Underperforming schools are those in which one or more student groups performs at or below the “all students” group in the lowest-performing 5 percent of all schools. Those groups must have at least 20 students in at least four of the indicators the ISBE uses.
At CMS, the underperforming group was students with Individual Education Plans.
In general, the state’s report card for CMS shows a higher percentage of special education students in fifth, sixth and eighth grade fell into the did not meet, partially met and approached expectations categories in ELA and math performance levels compared to the state average for students with IEPs.
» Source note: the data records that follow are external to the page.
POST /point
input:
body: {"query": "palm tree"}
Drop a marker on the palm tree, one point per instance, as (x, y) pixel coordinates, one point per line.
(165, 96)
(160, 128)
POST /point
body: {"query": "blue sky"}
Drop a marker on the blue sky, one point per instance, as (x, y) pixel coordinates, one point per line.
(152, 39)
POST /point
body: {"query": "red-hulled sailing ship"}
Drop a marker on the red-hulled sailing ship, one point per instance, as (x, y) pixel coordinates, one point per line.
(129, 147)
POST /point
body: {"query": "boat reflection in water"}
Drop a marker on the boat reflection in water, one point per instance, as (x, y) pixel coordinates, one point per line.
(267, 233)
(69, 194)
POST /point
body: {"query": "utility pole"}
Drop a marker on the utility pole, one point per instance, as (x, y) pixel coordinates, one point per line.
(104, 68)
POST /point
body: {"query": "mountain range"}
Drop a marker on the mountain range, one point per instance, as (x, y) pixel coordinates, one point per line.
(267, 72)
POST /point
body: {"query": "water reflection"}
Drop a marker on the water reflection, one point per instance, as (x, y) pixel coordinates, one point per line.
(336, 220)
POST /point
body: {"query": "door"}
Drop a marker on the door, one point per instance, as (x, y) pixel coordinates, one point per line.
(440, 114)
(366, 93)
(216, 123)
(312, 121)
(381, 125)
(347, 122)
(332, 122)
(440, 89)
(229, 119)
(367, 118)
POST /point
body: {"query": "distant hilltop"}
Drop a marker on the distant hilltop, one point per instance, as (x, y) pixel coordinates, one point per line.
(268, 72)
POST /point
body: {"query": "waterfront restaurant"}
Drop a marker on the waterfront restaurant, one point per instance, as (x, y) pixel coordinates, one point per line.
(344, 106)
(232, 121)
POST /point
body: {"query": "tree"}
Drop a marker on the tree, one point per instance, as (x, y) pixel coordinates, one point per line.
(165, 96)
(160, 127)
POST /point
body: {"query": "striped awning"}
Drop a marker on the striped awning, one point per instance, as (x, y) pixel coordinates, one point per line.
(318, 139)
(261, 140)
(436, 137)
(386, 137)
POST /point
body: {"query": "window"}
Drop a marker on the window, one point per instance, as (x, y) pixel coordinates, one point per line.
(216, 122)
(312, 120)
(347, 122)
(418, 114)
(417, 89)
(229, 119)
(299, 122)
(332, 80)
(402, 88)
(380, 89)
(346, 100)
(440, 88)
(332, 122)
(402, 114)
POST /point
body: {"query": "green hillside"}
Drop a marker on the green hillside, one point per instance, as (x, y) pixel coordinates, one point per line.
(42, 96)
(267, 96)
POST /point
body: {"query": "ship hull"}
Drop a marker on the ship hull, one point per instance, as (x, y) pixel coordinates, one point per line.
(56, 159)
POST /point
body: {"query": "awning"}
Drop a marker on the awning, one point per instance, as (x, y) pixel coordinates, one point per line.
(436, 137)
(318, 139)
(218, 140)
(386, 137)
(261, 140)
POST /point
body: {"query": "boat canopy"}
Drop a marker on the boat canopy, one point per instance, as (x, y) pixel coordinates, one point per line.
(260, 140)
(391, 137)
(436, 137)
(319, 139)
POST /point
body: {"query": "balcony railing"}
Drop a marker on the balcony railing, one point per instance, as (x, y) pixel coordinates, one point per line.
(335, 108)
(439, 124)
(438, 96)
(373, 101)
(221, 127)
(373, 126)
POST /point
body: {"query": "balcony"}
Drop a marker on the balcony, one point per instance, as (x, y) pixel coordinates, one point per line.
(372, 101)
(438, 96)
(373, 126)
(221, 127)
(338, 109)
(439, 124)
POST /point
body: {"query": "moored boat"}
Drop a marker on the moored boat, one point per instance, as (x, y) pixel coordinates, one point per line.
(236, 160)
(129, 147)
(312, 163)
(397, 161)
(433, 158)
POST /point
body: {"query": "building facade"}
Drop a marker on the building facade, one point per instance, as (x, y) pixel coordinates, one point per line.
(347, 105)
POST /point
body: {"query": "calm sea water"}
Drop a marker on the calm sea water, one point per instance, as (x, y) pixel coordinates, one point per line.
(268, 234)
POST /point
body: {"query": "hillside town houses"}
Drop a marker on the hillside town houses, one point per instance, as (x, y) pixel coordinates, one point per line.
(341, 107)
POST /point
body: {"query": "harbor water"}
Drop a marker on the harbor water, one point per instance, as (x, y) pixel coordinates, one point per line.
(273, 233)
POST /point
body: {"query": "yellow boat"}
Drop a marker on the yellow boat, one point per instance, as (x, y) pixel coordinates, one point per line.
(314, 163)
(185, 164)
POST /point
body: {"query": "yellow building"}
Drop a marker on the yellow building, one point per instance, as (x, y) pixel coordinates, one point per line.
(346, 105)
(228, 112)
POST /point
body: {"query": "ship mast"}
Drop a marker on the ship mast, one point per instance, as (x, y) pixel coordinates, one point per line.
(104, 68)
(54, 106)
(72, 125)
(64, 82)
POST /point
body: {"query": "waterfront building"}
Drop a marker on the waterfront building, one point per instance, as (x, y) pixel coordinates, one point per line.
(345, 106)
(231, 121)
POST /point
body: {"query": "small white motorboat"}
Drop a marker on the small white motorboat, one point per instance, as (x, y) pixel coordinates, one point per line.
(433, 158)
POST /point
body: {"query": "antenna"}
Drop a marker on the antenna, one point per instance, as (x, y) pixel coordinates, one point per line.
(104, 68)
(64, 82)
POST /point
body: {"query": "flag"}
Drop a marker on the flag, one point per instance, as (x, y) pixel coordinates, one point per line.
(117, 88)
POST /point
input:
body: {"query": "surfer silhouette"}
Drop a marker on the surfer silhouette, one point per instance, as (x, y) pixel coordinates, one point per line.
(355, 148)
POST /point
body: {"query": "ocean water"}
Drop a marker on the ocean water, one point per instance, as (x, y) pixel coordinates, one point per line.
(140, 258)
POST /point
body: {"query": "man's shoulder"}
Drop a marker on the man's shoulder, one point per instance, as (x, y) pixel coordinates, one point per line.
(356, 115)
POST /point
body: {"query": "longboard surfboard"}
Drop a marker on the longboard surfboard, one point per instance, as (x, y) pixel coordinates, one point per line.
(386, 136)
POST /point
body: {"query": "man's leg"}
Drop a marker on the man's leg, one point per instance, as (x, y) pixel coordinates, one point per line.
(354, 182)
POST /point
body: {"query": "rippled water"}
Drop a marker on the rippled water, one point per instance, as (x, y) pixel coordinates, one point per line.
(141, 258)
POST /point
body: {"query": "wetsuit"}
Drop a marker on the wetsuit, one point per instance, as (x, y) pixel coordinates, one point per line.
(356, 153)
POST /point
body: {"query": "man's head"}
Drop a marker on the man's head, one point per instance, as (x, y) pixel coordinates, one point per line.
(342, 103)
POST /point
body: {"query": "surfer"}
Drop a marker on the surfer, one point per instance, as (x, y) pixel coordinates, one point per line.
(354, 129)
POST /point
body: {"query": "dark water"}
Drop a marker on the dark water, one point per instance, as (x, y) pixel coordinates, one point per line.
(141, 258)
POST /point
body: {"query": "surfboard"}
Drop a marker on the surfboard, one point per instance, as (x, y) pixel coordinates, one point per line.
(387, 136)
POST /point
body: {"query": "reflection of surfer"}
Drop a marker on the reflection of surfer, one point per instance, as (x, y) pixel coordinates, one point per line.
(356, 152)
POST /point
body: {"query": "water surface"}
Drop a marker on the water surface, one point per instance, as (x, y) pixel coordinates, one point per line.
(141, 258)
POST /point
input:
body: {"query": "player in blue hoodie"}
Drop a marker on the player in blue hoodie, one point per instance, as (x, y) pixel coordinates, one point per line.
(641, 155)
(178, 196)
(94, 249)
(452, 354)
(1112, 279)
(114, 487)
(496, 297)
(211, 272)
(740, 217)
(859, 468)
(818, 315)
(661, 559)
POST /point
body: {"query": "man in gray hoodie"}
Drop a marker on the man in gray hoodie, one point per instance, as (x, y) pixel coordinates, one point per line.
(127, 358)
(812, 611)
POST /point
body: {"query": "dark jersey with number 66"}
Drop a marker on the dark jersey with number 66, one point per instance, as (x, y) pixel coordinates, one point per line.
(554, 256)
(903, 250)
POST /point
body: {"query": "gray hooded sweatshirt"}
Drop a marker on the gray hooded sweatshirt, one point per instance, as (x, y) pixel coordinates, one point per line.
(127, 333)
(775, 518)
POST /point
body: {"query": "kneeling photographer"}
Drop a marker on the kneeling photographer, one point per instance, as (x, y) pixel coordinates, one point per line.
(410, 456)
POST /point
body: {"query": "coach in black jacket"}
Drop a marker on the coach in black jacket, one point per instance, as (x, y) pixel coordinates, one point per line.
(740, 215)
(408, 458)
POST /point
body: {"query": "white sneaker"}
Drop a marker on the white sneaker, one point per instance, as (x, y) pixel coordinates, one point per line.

Those are the three lowest classifications.
A lower percentage of the school’s IEP students in those grades were in the met and exceeded expectations categories, the two highest, in ELA and math performance levels compared to the state average for special education students.
No data was available for seventh grade special education students. The data was all based on scores on the Partnership for Assessment of Readiness for College and Careers test.
Illinois does not only provide the underperforming designation, which about 15 percent of schools received. It also offers assistance.
In the coming weeks and months the school can work to receive targeted assistance from the state through IL-EMPOWER.
Assistance CMS may choose to receive includes an extra $15,000 in federal money, a learning partner and a school support manager.
It will complete a work plan for school improvement since it got that designation.
“The designations are facts, not judgments,” State Superintendent of Education Tony Smith explained. “The purpose of the designation is to drive resources to the students in the greatest need. No single data point can capture what makes a school great. We encourage schools to use the designation as a tool to communicate about strengths and challenges and to engage communities and stakeholders in the success of all students.”
Segobiano outlined the district’s plans related to CMS.
“Columbia Middle School fell in the ‘underperforming’ designation due to a sub group collectively scoring below the state criteria,” she said. “School administrators and teachers will be closely examining trend data to drive decision making in regards to developing a plan to improve scores. The goal is not to focus on one sub group, but to have collaborative discussions with educators on strategies to improve student growth for all students. As far as extra support from the state, the district will receive an additional $15,000 of Title I funds to support any school initiative tied to school improvement.”
The school has four years for school improvement work, with the option to use the first year for planning, according to ISBE.
It will no longer be classified as underperforming when it no longer meets the criteria.
All three schools in Valmeyer Community Unit School District 3 received the commendable designation.
The school district could not be reached for comment.